Dev Journal 01 - Building a Jiu Jitsu Film Retriever
I need to be able to retrieve jiu jitsu film for 3 general battles that happen in the sport. I am sorry if I offend any jiu jitsu practicioners with these definitions. Email me if you disagree. Or text me if you have my number :).
- Standing Battle
- When both opponents are on a foot or knee, moving to take the other opponent to the ground.
- Guarded Battle
- When one opponent is seated or supine with their legs in front of the other opponent.
- Pinning Battle
- When one opponent is past the other opponent’s legs.
Progress so far
- I started with gathering various matches I could find on youtube and splitting the videos up into frames of each second of the match. I ended up with 12,000 frames. I proceeded to annotate each frame with 1 of the 4 classes: standing, pinning, guarded, none. I got to 4,000 annotated frames before deciding to test it on my custom CNN. Data Collection and Annotation Jupyter Notebook
- I got 53% on my testing dataset which is better than random guessing so the classifier is learning something. The confusion matrix at the end of this notebook showed that a lot of guarded predictions are actually pinning which makes sense since those two positions are closely linked. The only difference is if the seated or supine opponent’s legs are in front of the other opponent. CNN Training/Evaluating Jupyter Notebook
- From there I decided that we need to use a pose estimation tool to help the network find and link the relativities of the limbs of both players to the 3 situational battles. For this I decided to use Alpha Pose and it had trouble putting bounding boxes on two jiu jitsu players that were attached to each other. The neural network did not understand that it was seeing two different people and just assumed it was one person. I also had a difficult time setting up Alpha Pose and had to clone it and make changes to it and use my own version to actually get it working. This was before I realized that the newer Yolo models Yolov7-v11 has pose estimation built in to it. And its newer and better than AlphaPose. Alpha Pose Jupyter Notebook
- AlphaPose Estimation
- I also tried the most advanced YoloV11 model and ended up with similar results. The network could not distinguish that it is seeing two different people. Yolo V11 Jupyter Notebook
- YoloV11 Pose Estimation
- I think AlphaPose is actually better than YoloV11 since YoloV11 is more of a general purpose object detecter while AlphaPose is specifically designed for pose detection. YoloV11 is a single step architecture for pose detection though it is not using multiple networks(steps) to do pose estimation like AlphaPose. AlphaPose uses Yolov3 for detecting bounding boxes then its using a resnet for pose estimation.

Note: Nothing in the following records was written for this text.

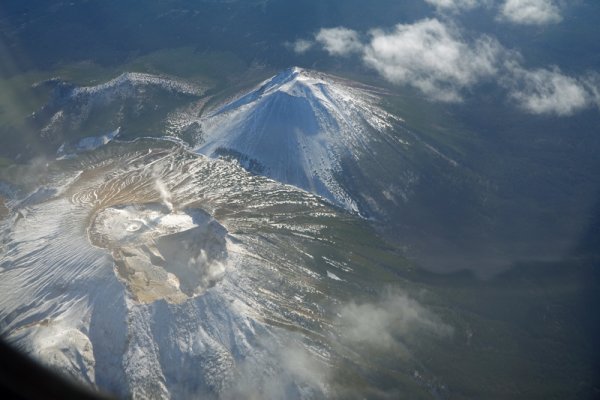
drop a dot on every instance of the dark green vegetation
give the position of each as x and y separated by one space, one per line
523 194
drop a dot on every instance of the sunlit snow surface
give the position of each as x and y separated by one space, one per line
195 289
299 127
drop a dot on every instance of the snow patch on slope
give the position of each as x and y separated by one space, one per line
297 128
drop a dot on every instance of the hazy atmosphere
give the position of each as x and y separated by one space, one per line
276 199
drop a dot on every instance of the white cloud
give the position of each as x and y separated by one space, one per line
548 91
437 59
339 41
456 5
530 12
432 57
300 46
388 323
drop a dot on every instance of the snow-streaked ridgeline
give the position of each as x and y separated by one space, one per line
148 270
302 128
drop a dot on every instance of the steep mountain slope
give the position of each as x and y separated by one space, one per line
304 128
137 103
153 272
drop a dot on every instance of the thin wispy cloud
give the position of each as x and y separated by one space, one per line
339 41
389 323
300 46
549 91
433 57
530 12
457 5
441 61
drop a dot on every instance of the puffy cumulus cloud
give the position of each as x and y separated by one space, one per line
456 5
530 12
432 57
339 41
388 323
549 91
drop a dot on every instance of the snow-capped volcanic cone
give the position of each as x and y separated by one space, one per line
299 127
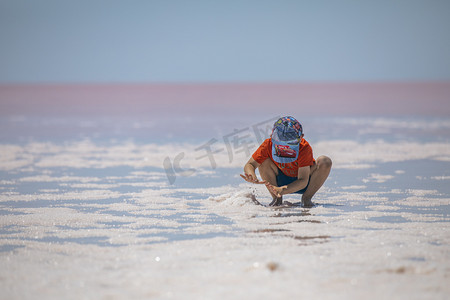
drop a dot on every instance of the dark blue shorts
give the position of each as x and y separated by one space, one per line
283 179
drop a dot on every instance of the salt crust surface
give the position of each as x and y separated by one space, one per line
86 154
127 249
129 234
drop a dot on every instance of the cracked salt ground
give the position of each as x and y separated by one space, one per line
117 229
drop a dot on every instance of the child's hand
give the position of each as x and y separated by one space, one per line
251 179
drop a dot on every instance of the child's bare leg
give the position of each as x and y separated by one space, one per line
319 173
269 171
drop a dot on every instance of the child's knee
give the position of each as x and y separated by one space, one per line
324 162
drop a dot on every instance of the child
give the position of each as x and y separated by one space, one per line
286 164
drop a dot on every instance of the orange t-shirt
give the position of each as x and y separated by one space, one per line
305 157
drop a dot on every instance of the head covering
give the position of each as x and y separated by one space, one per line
286 135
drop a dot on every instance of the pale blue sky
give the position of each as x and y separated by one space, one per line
214 41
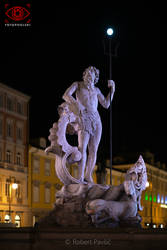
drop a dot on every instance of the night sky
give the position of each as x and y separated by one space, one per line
42 61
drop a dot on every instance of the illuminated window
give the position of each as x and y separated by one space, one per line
154 198
9 104
18 191
47 167
36 193
0 187
150 198
165 199
19 108
7 188
47 194
1 126
0 154
17 220
146 196
36 165
162 199
9 129
8 156
7 218
19 133
158 198
18 159
1 100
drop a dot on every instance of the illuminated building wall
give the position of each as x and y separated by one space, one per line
42 183
13 155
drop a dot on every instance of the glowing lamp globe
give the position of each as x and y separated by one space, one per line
14 185
110 31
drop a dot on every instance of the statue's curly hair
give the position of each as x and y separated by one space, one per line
96 71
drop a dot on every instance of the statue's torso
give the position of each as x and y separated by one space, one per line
87 97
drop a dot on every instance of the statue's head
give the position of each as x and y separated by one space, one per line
91 73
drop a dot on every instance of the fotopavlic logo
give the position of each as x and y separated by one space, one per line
17 15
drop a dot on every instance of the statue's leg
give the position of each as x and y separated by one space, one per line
83 138
93 147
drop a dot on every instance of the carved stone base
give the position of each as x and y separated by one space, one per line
70 208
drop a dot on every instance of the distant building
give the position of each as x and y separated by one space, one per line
43 182
14 122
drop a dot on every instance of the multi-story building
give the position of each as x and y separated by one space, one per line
43 182
14 120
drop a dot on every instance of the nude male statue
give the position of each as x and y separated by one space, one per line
90 126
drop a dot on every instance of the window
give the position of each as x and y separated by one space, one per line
47 194
19 133
9 104
19 108
8 156
1 100
9 128
0 154
7 218
36 165
1 126
18 159
17 220
36 193
7 188
47 167
18 191
0 187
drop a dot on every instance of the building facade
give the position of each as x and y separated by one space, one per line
43 183
14 121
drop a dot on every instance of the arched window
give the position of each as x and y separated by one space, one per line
18 159
8 156
7 218
17 220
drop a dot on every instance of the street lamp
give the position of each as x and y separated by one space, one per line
110 32
11 186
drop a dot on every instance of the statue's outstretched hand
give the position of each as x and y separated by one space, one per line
111 84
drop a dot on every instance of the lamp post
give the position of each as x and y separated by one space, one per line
11 186
110 32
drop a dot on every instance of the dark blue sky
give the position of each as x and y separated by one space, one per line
44 60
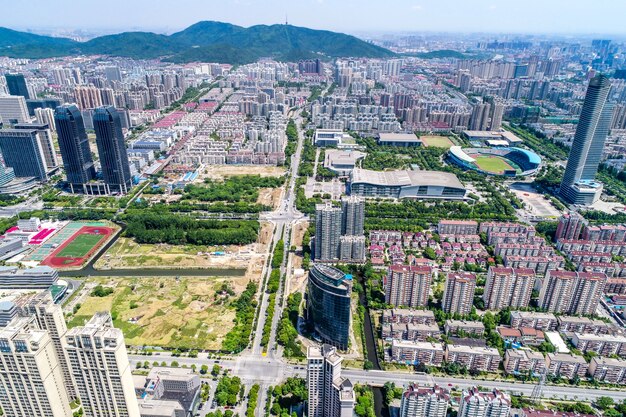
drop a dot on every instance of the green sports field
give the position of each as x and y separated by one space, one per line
436 141
80 246
492 164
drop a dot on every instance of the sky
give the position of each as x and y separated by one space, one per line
167 16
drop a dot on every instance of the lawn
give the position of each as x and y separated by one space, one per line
80 246
437 141
177 313
492 164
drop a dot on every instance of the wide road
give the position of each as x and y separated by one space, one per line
267 371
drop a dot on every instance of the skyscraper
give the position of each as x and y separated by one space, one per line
424 402
327 232
16 83
74 146
111 149
458 296
579 185
49 317
31 380
330 395
22 151
45 140
100 369
328 304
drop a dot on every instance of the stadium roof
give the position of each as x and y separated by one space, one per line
460 154
532 157
406 178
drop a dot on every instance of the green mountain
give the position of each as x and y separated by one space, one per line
204 41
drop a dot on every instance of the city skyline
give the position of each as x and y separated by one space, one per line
446 16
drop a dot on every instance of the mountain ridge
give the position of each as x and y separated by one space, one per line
208 41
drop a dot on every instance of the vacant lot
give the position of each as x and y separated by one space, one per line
437 141
492 164
189 313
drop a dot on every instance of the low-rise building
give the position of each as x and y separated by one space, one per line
521 361
474 358
612 371
566 365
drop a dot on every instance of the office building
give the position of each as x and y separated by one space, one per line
579 185
330 395
16 84
45 142
458 295
49 317
111 149
327 232
21 150
484 404
328 304
100 368
508 287
570 292
424 402
74 146
570 226
408 285
353 215
31 379
13 109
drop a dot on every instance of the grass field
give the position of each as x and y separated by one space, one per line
187 312
437 141
80 246
492 164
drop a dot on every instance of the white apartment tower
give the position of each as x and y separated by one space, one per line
100 368
31 380
424 402
330 395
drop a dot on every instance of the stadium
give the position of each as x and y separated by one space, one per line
508 162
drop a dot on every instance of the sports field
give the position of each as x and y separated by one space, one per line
437 141
492 164
76 250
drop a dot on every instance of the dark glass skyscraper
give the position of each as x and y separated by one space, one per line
111 149
328 304
74 146
579 185
16 84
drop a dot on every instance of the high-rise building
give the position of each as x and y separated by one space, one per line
45 116
13 109
330 395
31 380
576 293
45 141
74 146
49 317
424 402
100 369
328 304
579 185
111 149
353 215
22 151
458 295
327 232
16 84
408 285
570 226
484 404
508 287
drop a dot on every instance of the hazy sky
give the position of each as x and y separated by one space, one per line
521 16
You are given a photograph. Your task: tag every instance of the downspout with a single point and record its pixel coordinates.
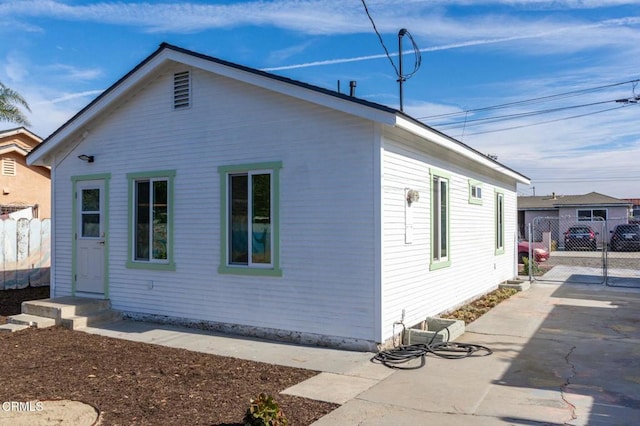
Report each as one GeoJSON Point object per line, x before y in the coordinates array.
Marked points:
{"type": "Point", "coordinates": [378, 246]}
{"type": "Point", "coordinates": [52, 244]}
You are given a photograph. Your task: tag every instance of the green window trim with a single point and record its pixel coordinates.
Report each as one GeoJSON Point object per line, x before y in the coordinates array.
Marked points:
{"type": "Point", "coordinates": [440, 224]}
{"type": "Point", "coordinates": [251, 269]}
{"type": "Point", "coordinates": [499, 223]}
{"type": "Point", "coordinates": [158, 265]}
{"type": "Point", "coordinates": [475, 192]}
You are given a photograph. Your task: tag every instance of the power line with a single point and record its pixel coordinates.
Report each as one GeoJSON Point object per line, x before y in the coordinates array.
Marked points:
{"type": "Point", "coordinates": [533, 100]}
{"type": "Point", "coordinates": [545, 122]}
{"type": "Point", "coordinates": [477, 121]}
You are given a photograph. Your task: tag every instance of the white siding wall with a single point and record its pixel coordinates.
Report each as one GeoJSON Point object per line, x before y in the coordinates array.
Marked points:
{"type": "Point", "coordinates": [407, 282]}
{"type": "Point", "coordinates": [327, 211]}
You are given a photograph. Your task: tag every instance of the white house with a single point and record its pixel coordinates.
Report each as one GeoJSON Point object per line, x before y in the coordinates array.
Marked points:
{"type": "Point", "coordinates": [199, 191]}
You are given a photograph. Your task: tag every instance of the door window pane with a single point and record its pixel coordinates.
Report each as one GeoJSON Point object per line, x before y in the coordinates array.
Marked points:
{"type": "Point", "coordinates": [91, 200]}
{"type": "Point", "coordinates": [90, 225]}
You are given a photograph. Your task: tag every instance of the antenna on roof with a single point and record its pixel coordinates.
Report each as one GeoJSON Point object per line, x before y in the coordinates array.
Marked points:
{"type": "Point", "coordinates": [416, 50]}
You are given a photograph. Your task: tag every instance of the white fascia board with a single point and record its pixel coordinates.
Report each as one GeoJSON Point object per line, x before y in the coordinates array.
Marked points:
{"type": "Point", "coordinates": [466, 152]}
{"type": "Point", "coordinates": [285, 88]}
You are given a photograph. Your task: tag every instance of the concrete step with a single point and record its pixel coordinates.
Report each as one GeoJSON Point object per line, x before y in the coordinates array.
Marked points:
{"type": "Point", "coordinates": [77, 322]}
{"type": "Point", "coordinates": [32, 321]}
{"type": "Point", "coordinates": [64, 307]}
{"type": "Point", "coordinates": [10, 328]}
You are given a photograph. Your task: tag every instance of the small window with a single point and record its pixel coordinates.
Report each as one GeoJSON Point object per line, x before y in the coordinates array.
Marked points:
{"type": "Point", "coordinates": [151, 220]}
{"type": "Point", "coordinates": [250, 219]}
{"type": "Point", "coordinates": [440, 210]}
{"type": "Point", "coordinates": [182, 90]}
{"type": "Point", "coordinates": [587, 215]}
{"type": "Point", "coordinates": [475, 192]}
{"type": "Point", "coordinates": [499, 223]}
{"type": "Point", "coordinates": [8, 166]}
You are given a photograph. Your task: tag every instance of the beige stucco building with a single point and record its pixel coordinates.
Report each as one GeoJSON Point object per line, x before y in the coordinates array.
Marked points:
{"type": "Point", "coordinates": [22, 186]}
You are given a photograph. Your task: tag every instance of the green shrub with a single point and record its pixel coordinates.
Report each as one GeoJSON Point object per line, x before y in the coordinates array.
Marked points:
{"type": "Point", "coordinates": [264, 411]}
{"type": "Point", "coordinates": [535, 269]}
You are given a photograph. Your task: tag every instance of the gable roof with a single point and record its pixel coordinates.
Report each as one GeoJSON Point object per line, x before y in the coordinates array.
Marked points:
{"type": "Point", "coordinates": [19, 140]}
{"type": "Point", "coordinates": [551, 202]}
{"type": "Point", "coordinates": [300, 90]}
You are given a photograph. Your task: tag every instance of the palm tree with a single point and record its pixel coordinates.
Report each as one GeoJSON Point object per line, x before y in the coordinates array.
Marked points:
{"type": "Point", "coordinates": [10, 103]}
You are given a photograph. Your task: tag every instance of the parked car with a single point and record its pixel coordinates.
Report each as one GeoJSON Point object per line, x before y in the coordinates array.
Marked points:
{"type": "Point", "coordinates": [540, 254]}
{"type": "Point", "coordinates": [580, 237]}
{"type": "Point", "coordinates": [625, 237]}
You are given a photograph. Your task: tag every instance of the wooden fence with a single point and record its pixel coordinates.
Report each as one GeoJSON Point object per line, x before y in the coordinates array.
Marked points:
{"type": "Point", "coordinates": [25, 253]}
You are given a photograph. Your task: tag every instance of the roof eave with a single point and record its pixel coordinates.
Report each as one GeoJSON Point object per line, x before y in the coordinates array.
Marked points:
{"type": "Point", "coordinates": [420, 129]}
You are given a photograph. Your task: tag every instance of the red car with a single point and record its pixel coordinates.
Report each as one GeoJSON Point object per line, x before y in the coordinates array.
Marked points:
{"type": "Point", "coordinates": [540, 254]}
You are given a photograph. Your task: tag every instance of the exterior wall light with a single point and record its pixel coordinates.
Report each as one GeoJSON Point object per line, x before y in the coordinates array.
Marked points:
{"type": "Point", "coordinates": [412, 196]}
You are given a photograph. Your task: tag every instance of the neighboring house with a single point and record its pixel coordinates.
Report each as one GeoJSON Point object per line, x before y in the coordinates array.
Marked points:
{"type": "Point", "coordinates": [199, 191]}
{"type": "Point", "coordinates": [22, 187]}
{"type": "Point", "coordinates": [635, 208]}
{"type": "Point", "coordinates": [591, 209]}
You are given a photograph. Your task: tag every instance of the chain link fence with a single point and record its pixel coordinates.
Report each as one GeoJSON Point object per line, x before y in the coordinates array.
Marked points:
{"type": "Point", "coordinates": [596, 251]}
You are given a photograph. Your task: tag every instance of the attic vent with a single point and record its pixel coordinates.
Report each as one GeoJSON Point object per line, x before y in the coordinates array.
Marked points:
{"type": "Point", "coordinates": [181, 90]}
{"type": "Point", "coordinates": [8, 166]}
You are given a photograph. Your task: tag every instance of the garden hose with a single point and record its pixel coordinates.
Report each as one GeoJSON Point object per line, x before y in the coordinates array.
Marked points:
{"type": "Point", "coordinates": [402, 354]}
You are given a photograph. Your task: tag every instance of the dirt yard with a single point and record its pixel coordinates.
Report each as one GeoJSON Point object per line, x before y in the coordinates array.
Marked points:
{"type": "Point", "coordinates": [135, 383]}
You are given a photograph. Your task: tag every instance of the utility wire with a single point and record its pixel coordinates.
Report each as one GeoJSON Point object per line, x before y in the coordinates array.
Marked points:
{"type": "Point", "coordinates": [476, 121]}
{"type": "Point", "coordinates": [545, 122]}
{"type": "Point", "coordinates": [533, 100]}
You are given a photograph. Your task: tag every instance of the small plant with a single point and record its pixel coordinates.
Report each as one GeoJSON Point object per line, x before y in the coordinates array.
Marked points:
{"type": "Point", "coordinates": [264, 411]}
{"type": "Point", "coordinates": [535, 269]}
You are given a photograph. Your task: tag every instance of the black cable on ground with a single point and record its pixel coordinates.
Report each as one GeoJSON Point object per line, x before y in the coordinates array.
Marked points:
{"type": "Point", "coordinates": [394, 358]}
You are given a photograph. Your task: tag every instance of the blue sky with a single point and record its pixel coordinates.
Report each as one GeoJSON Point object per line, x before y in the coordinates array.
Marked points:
{"type": "Point", "coordinates": [570, 60]}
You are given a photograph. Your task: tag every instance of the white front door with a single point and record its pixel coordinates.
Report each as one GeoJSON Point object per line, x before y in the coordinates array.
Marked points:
{"type": "Point", "coordinates": [90, 236]}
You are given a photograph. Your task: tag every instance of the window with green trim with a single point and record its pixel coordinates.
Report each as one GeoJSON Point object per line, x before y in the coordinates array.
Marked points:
{"type": "Point", "coordinates": [151, 219]}
{"type": "Point", "coordinates": [250, 218]}
{"type": "Point", "coordinates": [440, 207]}
{"type": "Point", "coordinates": [499, 223]}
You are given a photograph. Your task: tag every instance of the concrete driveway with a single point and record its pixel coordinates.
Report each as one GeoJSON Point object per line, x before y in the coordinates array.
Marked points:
{"type": "Point", "coordinates": [563, 355]}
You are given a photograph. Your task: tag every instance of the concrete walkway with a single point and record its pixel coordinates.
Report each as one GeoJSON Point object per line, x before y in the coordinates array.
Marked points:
{"type": "Point", "coordinates": [562, 354]}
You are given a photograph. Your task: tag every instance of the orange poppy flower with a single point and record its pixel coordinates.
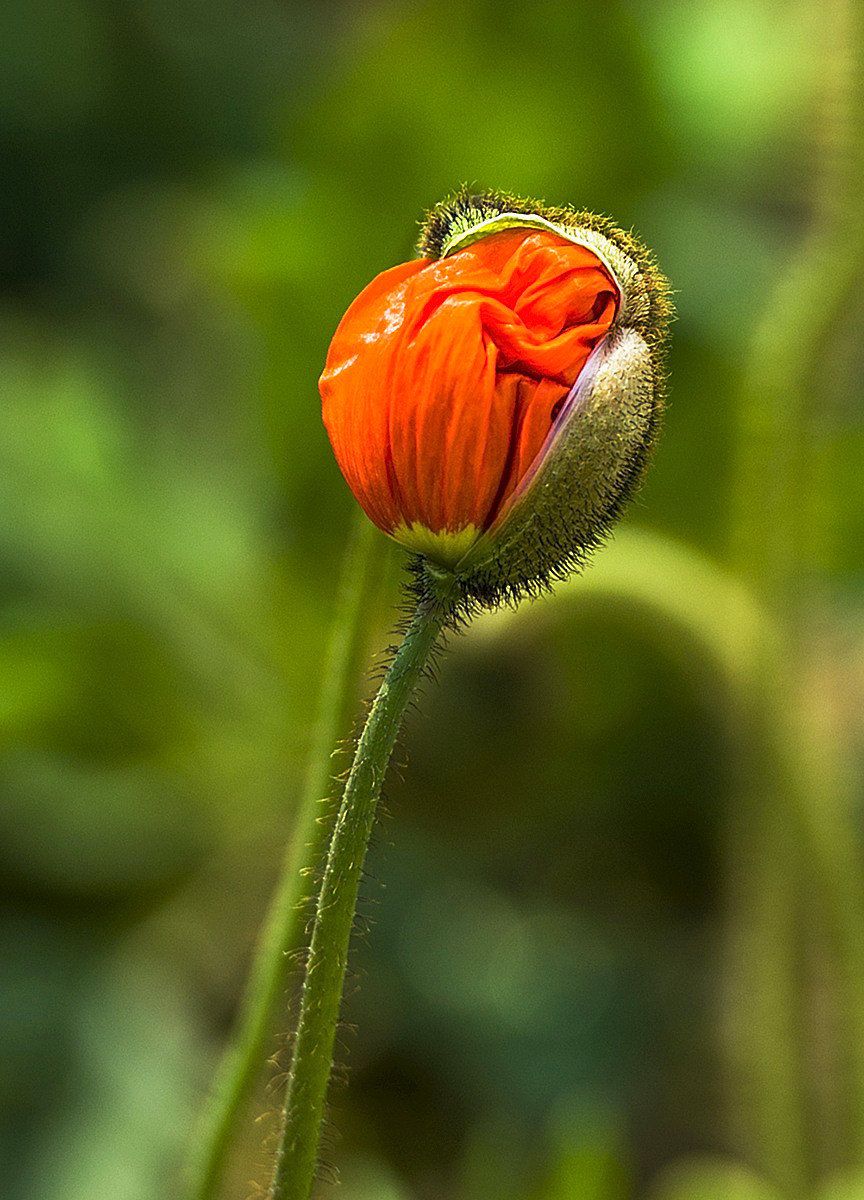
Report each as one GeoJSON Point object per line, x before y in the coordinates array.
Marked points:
{"type": "Point", "coordinates": [448, 378]}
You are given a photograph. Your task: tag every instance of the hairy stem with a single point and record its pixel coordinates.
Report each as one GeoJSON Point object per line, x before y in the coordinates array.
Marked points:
{"type": "Point", "coordinates": [322, 994]}
{"type": "Point", "coordinates": [285, 924]}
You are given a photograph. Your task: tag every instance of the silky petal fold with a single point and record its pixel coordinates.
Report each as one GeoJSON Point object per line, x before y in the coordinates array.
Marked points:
{"type": "Point", "coordinates": [444, 377]}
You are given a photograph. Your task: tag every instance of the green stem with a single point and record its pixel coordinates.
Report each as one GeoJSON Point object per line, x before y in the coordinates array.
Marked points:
{"type": "Point", "coordinates": [322, 994]}
{"type": "Point", "coordinates": [779, 516]}
{"type": "Point", "coordinates": [283, 929]}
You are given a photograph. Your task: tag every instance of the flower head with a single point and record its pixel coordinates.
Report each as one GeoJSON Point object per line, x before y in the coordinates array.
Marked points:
{"type": "Point", "coordinates": [491, 403]}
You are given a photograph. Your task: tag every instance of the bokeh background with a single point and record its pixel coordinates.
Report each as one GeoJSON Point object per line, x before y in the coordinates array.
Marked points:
{"type": "Point", "coordinates": [573, 922]}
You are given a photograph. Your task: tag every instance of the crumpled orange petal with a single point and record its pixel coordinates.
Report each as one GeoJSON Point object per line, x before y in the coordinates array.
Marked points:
{"type": "Point", "coordinates": [444, 377]}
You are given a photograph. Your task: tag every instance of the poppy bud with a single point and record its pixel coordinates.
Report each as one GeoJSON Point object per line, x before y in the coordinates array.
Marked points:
{"type": "Point", "coordinates": [492, 403]}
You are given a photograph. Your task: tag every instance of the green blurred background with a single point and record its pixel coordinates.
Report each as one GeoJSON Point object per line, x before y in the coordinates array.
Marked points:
{"type": "Point", "coordinates": [549, 999]}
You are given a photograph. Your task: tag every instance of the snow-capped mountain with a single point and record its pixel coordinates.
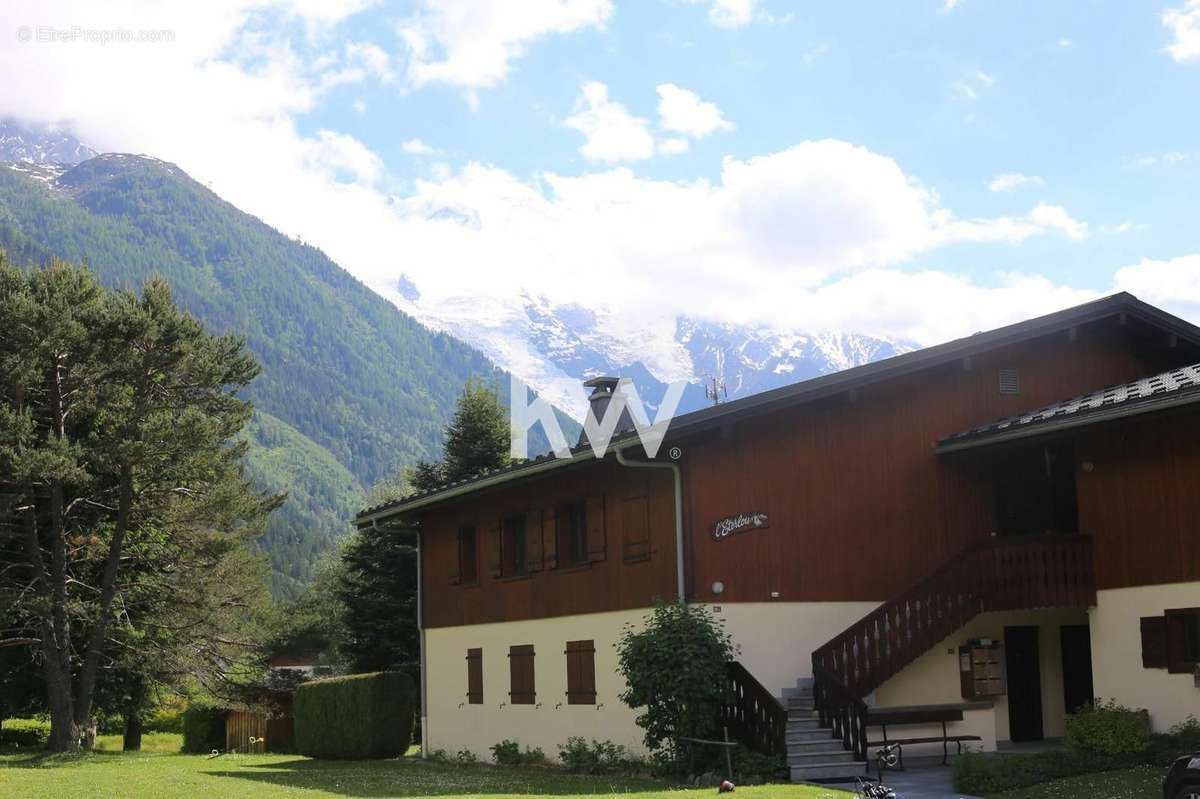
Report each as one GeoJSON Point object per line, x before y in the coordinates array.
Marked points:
{"type": "Point", "coordinates": [555, 347]}
{"type": "Point", "coordinates": [40, 145]}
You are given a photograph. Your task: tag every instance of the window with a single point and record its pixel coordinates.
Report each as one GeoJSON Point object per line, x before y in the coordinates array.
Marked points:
{"type": "Point", "coordinates": [474, 677]}
{"type": "Point", "coordinates": [581, 672]}
{"type": "Point", "coordinates": [1182, 640]}
{"type": "Point", "coordinates": [513, 546]}
{"type": "Point", "coordinates": [571, 523]}
{"type": "Point", "coordinates": [521, 683]}
{"type": "Point", "coordinates": [1009, 382]}
{"type": "Point", "coordinates": [468, 556]}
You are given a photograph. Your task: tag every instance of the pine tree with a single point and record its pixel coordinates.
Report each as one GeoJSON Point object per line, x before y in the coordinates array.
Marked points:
{"type": "Point", "coordinates": [479, 437]}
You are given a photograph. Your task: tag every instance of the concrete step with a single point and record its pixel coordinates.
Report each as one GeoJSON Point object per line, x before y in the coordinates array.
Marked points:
{"type": "Point", "coordinates": [803, 724]}
{"type": "Point", "coordinates": [825, 744]}
{"type": "Point", "coordinates": [828, 772]}
{"type": "Point", "coordinates": [822, 758]}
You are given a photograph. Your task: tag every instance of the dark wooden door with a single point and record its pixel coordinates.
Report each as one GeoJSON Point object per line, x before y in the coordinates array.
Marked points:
{"type": "Point", "coordinates": [1024, 684]}
{"type": "Point", "coordinates": [1077, 666]}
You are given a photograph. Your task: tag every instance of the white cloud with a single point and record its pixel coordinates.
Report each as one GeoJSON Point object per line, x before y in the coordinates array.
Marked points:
{"type": "Point", "coordinates": [682, 110]}
{"type": "Point", "coordinates": [1009, 180]}
{"type": "Point", "coordinates": [1183, 23]}
{"type": "Point", "coordinates": [673, 146]}
{"type": "Point", "coordinates": [417, 146]}
{"type": "Point", "coordinates": [972, 85]}
{"type": "Point", "coordinates": [1173, 283]}
{"type": "Point", "coordinates": [472, 43]}
{"type": "Point", "coordinates": [730, 13]}
{"type": "Point", "coordinates": [611, 132]}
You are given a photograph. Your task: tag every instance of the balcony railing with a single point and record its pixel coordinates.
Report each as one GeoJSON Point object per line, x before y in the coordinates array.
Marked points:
{"type": "Point", "coordinates": [1003, 574]}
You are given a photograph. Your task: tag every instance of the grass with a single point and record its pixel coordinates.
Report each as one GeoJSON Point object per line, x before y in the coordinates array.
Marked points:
{"type": "Point", "coordinates": [1127, 784]}
{"type": "Point", "coordinates": [267, 776]}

- The benchmarks show the Intersection over Union which is the area of the predicted box overlapped with the area of the ground truth box. Then we calculate the precision and take the average precision (AP) or Mean Average Precision (mAP) over the test set.
- For the COCO dataset evaluation mAP and AP mean the same thing. In some contexts, AP is calculated for each class and averaged to get the mAP. But in others, they mean the same thing. For example, for COCO challenge evaluation, there is no difference between AP and mAP.
- “AP is averaged over all categories. Traditionally, this is called “mean average precision” (mAP). We make no distinction between AP and mAP (and likewise AR and mAR) and assume the difference is clear from context. COCO Evaluation” Reference Article
- Intersection over Union example
- This shows Alpha Pose might be better than YoloV11 if you pay attention to AP 0.5 and AP 0.5-0.95. But who really knows and its a small enough difference that I can use whichever one is easier to use which at this point is YoloV11.
- TODO:
- I think I want to train a model to specifically detect poses on jiu jitsu players. It seems like models do not have this in their training sets and they should because there are a lot of interesting cases of occlusion there. I have the intuition that I can train a neural network to do pose estimation for jiu jitsu specific occlusion cases because of outputs like these for AlphaPose and YoloV11:
- AlphaPose Object Detection with Occlusion
- YOLOv11 Object Detection with Occlusion
- See if it can handle these complicated situations of occlusion above then it can handle my jiu jitsu scenarios.
- I should try to get bounding boxes to show up for both jiu jitsu players who are deeply entangled.